Sin embargo, no era tía Amanda, sino Eileen.

– No…, no te estaré molestando, ¿verdad, Elizabeth? -vaciló en el umbral de la puerta.

– Pues claro que no -le aseguró Elizabeth-. Pasa.

Eileen, que aún llevaba los pantalones caqui de pintar, se sacudió de la ropa un polvo inexistente y se sentó en el borde de la cama con una sonrisa incómoda.

– Quería darte las gracias por haber venido -dijo.

– Ah -repuso Elizabeth dudando entre «Gracias a ti por invitarme», o una respuesta más sincera, como «De nada». Al final optó por permanecer callada.

– Veo que has traído el vestido -murmuró Eileen señalando con la cabeza hacia el armario abierto.

– Sí, claro.

– Lo escogió mamá.

Elizabeth suspiró.

– ¡Pero estoy segura de que te quedará genial! -se apresuró a añadir Eileen-. Tienes un pelo precioso y eres más alta que yo. Te gusta, ¿verdad?

– Sí, es bonito, Eileen. He tenido que arreglarlo, pero ahora ya me va bien. -«Sólo que lo odio», terminó diciendo para sí.

Eileen se relajó un poco.

– Bueno, me alegro. Espero que todo salga bien.

– Seguro que sí. Tú intenta no ponerte nerviosa.

– ¡Eso sí que no! Estoy demasiado contenta para ponerme nerviosa. ¿Has tenido ocasión de hablar con Michael? -Su voz se suavizó al pronunciar su nombre.

– Bueno, sólo en la cena.

– ¿A que es maravilloso?

Elizabeth esbozó una sonrisa nerviosa.

– Sabía que te gustaría -prosiguió Eileen toqueteándose la sortija de compromiso-. Cae bien a todo el mundo. Me gustaría que leyeras algunos de sus poemas, Elizabeth. Son preciosos. Dice que yo le inspiro.

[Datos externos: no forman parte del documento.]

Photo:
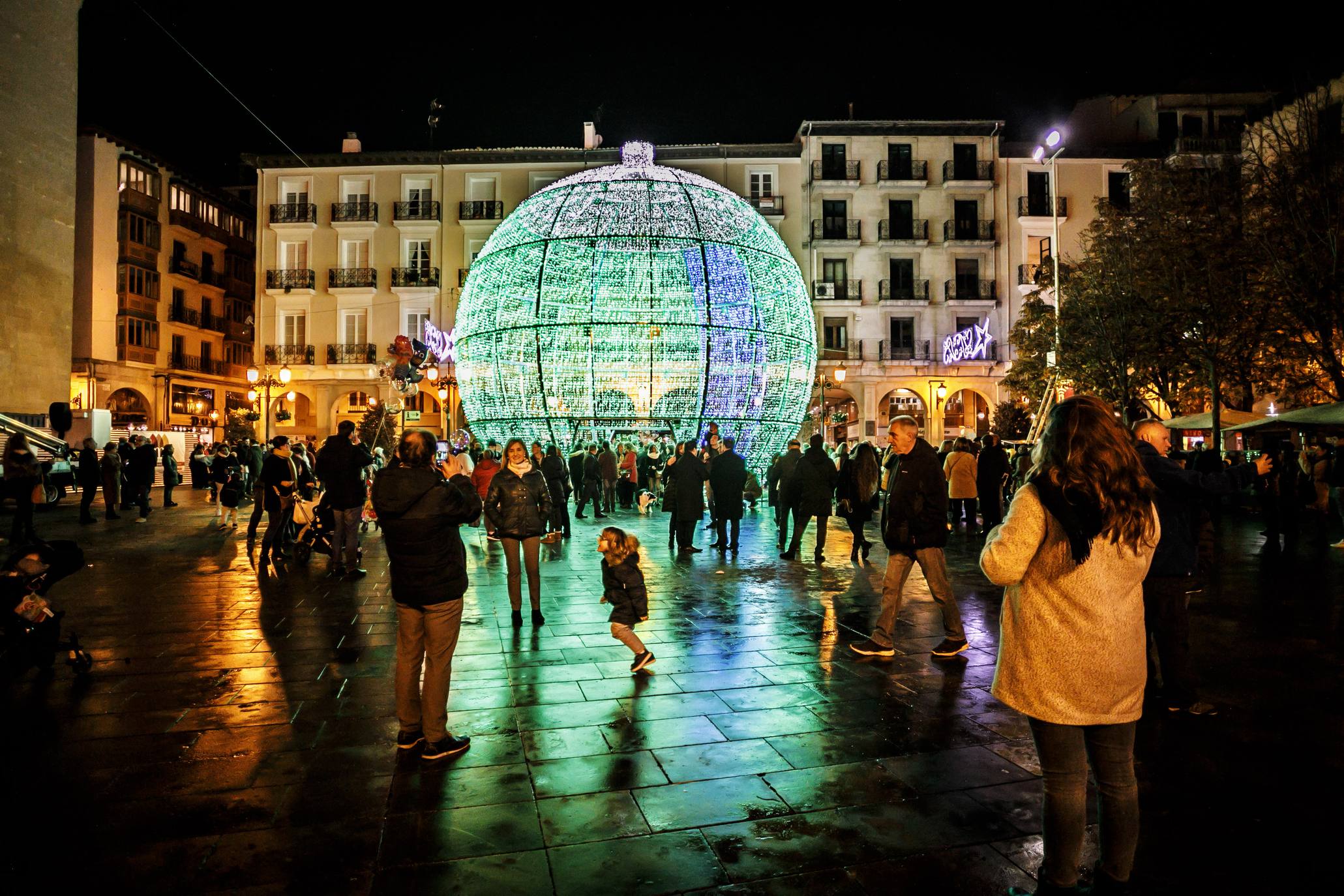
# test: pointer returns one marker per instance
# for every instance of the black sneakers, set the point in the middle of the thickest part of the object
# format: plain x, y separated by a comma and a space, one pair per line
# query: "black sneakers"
871, 648
449, 746
949, 648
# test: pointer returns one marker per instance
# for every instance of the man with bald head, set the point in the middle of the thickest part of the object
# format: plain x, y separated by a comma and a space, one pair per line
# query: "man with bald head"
1180, 494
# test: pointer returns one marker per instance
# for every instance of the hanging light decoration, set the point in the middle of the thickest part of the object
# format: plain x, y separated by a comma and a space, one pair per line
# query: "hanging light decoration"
636, 297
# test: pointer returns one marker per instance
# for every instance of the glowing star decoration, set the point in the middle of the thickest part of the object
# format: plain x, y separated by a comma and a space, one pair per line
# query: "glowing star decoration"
636, 299
968, 346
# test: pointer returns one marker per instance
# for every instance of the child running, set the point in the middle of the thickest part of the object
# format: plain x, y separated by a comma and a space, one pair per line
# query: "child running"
229, 496
623, 588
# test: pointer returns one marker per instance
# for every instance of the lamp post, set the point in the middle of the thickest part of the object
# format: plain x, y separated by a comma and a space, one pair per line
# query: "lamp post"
265, 381
1054, 140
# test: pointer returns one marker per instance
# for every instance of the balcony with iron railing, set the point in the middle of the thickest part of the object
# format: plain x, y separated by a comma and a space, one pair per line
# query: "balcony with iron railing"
293, 214
415, 210
196, 365
910, 170
351, 353
964, 230
835, 229
965, 289
480, 210
178, 265
353, 213
351, 277
291, 278
1039, 206
768, 205
839, 290
415, 277
912, 290
916, 350
844, 171
968, 171
290, 353
904, 230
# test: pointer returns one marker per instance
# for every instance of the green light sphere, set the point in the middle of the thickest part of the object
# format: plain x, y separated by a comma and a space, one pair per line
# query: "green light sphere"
633, 299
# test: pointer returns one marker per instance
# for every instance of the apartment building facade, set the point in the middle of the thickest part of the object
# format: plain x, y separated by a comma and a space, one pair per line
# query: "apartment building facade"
163, 293
362, 248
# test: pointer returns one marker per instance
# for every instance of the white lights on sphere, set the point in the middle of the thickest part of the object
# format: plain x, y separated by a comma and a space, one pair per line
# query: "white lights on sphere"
635, 299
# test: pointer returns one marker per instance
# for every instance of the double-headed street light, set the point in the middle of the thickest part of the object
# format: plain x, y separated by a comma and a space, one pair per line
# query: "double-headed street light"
1054, 142
267, 382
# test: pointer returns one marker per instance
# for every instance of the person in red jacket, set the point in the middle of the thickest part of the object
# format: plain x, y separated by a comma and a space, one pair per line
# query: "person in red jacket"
481, 476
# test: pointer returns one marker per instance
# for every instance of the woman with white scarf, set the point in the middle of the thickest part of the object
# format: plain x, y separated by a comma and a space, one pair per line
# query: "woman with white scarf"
518, 505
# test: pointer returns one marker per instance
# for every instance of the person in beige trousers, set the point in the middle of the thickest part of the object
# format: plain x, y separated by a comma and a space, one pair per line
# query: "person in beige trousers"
1073, 554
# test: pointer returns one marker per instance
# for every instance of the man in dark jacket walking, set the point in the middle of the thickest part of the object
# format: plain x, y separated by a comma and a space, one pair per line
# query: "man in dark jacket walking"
144, 458
783, 475
728, 477
420, 509
1180, 495
991, 473
811, 490
914, 527
591, 485
340, 466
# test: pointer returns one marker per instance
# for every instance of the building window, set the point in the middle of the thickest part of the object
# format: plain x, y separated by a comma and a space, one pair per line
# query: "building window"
354, 327
134, 331
143, 181
415, 323
140, 281
835, 333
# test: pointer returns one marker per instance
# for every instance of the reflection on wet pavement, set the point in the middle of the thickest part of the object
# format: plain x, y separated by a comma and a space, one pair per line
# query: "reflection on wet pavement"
235, 734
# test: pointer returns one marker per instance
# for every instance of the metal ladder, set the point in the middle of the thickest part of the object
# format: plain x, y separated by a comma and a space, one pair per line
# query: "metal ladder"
1047, 402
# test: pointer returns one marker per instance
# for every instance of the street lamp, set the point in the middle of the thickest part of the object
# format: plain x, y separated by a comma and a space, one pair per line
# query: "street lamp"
267, 382
1055, 142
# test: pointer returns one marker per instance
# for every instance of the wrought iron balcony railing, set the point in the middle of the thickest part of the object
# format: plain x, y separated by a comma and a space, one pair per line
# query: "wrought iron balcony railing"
968, 171
914, 229
823, 229
1039, 206
980, 231
835, 171
912, 170
290, 353
768, 205
351, 353
415, 210
479, 210
968, 290
415, 277
354, 211
293, 214
291, 278
841, 289
913, 290
351, 277
904, 351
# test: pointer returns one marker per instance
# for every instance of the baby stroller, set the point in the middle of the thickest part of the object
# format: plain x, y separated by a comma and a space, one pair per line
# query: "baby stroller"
31, 632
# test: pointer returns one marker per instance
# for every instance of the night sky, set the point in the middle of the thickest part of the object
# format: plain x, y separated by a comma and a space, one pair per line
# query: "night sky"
741, 74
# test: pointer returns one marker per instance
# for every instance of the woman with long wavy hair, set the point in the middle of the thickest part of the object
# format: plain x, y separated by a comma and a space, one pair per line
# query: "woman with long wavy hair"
1073, 554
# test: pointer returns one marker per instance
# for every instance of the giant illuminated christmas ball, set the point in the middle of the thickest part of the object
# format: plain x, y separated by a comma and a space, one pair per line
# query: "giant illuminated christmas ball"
635, 299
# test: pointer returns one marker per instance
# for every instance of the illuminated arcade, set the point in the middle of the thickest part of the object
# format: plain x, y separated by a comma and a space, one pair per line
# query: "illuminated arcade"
636, 299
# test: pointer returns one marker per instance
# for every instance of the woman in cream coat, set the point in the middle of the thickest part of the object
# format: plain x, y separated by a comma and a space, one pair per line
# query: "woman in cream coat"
1073, 554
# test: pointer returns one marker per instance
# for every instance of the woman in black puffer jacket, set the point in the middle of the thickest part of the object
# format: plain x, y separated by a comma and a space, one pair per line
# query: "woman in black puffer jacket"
518, 505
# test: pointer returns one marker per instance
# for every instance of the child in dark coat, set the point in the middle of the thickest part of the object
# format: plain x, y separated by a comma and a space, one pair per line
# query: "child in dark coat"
623, 588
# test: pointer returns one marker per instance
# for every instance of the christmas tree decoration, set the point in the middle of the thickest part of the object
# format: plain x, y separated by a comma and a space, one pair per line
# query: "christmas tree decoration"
636, 297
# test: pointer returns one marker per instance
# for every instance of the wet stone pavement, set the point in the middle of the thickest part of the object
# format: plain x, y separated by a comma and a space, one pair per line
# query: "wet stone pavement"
237, 734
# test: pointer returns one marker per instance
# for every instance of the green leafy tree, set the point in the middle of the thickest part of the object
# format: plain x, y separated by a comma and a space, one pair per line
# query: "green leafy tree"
1012, 421
380, 429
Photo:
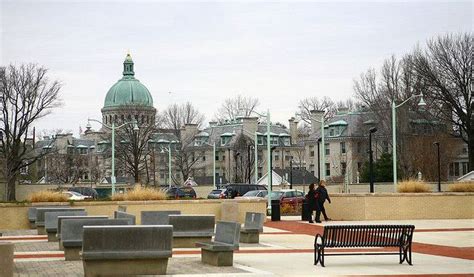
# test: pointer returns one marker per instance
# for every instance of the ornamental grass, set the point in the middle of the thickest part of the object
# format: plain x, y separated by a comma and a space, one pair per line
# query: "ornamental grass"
462, 187
413, 186
47, 196
140, 194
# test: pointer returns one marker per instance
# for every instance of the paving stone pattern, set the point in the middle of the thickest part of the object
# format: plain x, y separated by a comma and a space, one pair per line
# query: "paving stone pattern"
176, 265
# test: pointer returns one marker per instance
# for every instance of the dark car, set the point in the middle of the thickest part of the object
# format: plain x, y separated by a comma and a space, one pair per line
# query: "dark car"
180, 193
86, 191
216, 194
234, 190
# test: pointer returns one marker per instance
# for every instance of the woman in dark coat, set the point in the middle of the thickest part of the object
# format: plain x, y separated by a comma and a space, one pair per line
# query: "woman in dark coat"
311, 198
322, 195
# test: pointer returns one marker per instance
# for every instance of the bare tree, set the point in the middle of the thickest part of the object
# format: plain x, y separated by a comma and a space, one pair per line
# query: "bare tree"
26, 95
236, 106
176, 116
132, 146
314, 103
446, 71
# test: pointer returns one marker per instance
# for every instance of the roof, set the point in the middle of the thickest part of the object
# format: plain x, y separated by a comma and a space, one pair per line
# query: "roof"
128, 90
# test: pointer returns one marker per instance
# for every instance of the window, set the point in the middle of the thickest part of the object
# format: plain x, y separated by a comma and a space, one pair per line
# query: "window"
328, 169
343, 147
343, 168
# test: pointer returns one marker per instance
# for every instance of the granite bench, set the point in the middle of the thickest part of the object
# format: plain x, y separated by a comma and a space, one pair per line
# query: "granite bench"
253, 226
126, 250
61, 218
119, 214
190, 229
51, 222
40, 216
72, 233
220, 251
156, 217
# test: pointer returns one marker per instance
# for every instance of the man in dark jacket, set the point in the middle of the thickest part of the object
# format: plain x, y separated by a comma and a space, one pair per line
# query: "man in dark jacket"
322, 193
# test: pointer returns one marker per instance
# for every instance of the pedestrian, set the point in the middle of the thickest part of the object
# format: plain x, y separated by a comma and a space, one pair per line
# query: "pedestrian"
322, 195
311, 200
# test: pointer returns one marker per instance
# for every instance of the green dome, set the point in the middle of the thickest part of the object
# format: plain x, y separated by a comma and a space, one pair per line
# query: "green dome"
128, 90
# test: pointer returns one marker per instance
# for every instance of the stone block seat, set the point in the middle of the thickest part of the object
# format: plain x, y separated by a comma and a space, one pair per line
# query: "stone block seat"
190, 229
32, 215
72, 233
51, 222
41, 216
220, 251
156, 217
126, 250
61, 218
119, 214
253, 226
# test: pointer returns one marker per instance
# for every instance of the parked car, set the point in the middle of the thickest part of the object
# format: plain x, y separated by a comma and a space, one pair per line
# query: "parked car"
234, 190
216, 194
72, 195
288, 196
86, 191
180, 192
255, 194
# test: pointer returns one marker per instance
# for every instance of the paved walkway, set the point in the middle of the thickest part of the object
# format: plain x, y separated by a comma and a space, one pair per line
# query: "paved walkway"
441, 247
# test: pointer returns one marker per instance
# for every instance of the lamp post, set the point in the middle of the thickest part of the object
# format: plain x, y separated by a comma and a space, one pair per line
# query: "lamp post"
394, 132
439, 166
371, 160
113, 128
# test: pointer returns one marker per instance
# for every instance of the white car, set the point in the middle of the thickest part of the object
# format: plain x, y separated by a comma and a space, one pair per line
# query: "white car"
72, 195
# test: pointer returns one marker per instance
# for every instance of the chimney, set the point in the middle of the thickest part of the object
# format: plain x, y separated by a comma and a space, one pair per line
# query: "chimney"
293, 129
249, 125
316, 116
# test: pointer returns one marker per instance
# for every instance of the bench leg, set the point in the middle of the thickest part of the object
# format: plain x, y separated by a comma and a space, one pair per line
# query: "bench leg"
217, 258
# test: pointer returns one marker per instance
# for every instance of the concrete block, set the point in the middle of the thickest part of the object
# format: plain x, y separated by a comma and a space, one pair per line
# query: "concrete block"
217, 258
51, 222
157, 217
6, 259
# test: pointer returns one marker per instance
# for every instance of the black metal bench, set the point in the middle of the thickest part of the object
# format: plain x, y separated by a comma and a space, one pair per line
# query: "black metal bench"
352, 236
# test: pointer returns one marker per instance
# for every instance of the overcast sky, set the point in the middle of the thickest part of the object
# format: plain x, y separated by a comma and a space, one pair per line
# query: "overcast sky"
204, 52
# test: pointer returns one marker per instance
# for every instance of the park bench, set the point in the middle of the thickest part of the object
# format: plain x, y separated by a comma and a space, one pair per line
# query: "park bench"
362, 236
119, 214
72, 233
32, 214
190, 229
61, 218
126, 250
51, 222
253, 226
40, 216
156, 217
220, 251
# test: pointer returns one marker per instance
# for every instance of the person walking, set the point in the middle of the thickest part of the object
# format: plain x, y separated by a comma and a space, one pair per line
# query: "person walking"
322, 195
311, 199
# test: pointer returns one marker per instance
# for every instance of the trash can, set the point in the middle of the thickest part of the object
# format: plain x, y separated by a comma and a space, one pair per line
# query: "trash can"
305, 214
276, 210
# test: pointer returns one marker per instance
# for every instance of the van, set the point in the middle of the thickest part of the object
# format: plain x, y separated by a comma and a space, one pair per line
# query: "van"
234, 190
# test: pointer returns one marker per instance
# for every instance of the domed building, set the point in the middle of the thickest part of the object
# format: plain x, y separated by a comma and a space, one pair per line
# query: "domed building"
128, 99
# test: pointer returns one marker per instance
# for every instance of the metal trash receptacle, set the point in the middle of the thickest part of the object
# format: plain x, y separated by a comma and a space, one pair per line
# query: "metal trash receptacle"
276, 210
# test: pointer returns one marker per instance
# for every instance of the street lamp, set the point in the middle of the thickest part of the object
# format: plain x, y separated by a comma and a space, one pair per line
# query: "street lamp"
371, 160
113, 128
394, 131
439, 167
169, 160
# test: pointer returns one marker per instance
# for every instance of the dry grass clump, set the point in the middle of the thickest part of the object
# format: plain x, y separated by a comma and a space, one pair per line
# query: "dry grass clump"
47, 196
462, 187
413, 186
139, 194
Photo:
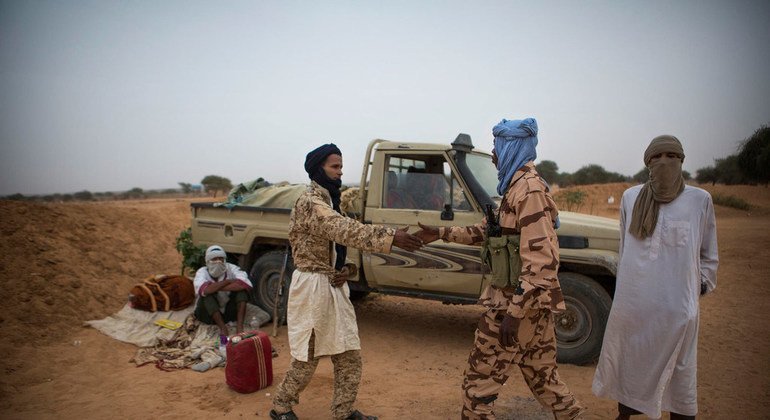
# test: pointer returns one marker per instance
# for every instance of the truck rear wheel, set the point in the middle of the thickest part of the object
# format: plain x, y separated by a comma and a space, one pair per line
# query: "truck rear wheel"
265, 276
580, 329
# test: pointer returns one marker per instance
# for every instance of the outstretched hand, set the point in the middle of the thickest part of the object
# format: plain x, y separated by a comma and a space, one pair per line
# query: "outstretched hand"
406, 240
427, 234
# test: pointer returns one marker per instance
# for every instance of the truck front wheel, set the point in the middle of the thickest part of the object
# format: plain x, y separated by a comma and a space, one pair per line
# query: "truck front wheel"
265, 276
580, 329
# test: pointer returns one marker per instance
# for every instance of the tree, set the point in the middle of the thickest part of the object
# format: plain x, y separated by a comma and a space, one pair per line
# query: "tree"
549, 170
595, 174
84, 195
706, 175
15, 197
215, 183
728, 171
754, 156
135, 192
186, 188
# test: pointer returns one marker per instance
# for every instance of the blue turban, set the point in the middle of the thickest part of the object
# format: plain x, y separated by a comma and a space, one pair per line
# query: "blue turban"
515, 142
315, 159
314, 167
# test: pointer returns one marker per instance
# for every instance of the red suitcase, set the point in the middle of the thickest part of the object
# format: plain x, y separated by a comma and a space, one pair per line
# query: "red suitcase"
249, 362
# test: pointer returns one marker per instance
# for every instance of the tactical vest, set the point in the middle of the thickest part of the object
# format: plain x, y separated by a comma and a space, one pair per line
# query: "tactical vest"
501, 254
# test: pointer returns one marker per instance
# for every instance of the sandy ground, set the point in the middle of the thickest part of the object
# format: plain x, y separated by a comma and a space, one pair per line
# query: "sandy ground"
62, 264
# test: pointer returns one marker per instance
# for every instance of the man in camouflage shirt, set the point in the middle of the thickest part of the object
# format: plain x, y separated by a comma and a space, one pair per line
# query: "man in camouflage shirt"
518, 325
321, 319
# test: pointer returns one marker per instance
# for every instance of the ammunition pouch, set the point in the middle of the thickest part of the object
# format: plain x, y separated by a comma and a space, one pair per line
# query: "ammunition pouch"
502, 256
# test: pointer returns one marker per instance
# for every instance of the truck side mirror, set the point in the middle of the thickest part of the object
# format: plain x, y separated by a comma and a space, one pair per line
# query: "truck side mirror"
447, 213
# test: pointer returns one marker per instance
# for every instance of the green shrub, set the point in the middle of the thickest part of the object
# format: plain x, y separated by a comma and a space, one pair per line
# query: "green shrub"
193, 257
570, 200
730, 201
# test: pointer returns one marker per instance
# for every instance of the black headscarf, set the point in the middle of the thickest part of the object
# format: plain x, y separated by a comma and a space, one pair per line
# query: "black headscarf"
314, 167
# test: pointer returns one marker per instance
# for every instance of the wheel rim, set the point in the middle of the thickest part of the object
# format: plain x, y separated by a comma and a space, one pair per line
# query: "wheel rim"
573, 326
268, 285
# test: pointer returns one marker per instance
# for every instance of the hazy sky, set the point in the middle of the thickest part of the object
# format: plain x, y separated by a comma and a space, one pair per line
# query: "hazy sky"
111, 95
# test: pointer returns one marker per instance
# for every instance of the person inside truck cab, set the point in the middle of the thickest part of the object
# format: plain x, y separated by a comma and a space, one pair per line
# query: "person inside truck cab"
222, 291
425, 190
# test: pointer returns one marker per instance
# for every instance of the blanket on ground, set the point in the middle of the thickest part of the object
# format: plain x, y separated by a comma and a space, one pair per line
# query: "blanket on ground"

Elizabeth se preguntó cuánto tiempo podría seguir sonriendo.

– A lo mejor consigo convencerle de que haga una lectura de poemas mañana por la noche después de cenar. Ya le han publicado tres en la revista literaria de la universidad. Aunque, naturalmente, no nos leerá el que está escribiendo ahora porque es mi regalo de boda. -Eileen sonrió satisfecha.

A continuación le contó cómo había conocido a Michael y le habló de los preparativos de la boda, en tanto Elizabeth se preguntaba por qué las mujeres se volvían tan engreídas cuando estaban enamoradas. Todas se comportaban como si no importase nadie más que Míster Maravilloso. («Michael estaba en la biblioteca componiendo un poema, así que he pensado venir a verte.»)

– Me siento como la princesa de un cuento de hadas -suspiró Eileen-. Supongo que no lo entiendes, pero es como si hubiese estado encerrada en una torre toda mi vida, como una mera observadora de la vida. Y ahora que ha aparecido Michael, por fin puedo empezar a vivir.

– Bueno, entonces espero que seáis felices y comáis perdices -dijo Elizabeth. Lo deseaba de veras. Su prima ya había sufrido bastante, y quería que las cosas le salieran bien. Y cuanto más se alejase de tía Amanda, mejor.

– Gracias -murmuró Eileen-. Ahora tengo que marcharme a ver si ya ha terminado Michael, pero me alegro de haber hablado contigo. Estamos tan atareados estos días… Supongo que mamá organizará un ensayo para dentro de un par de días.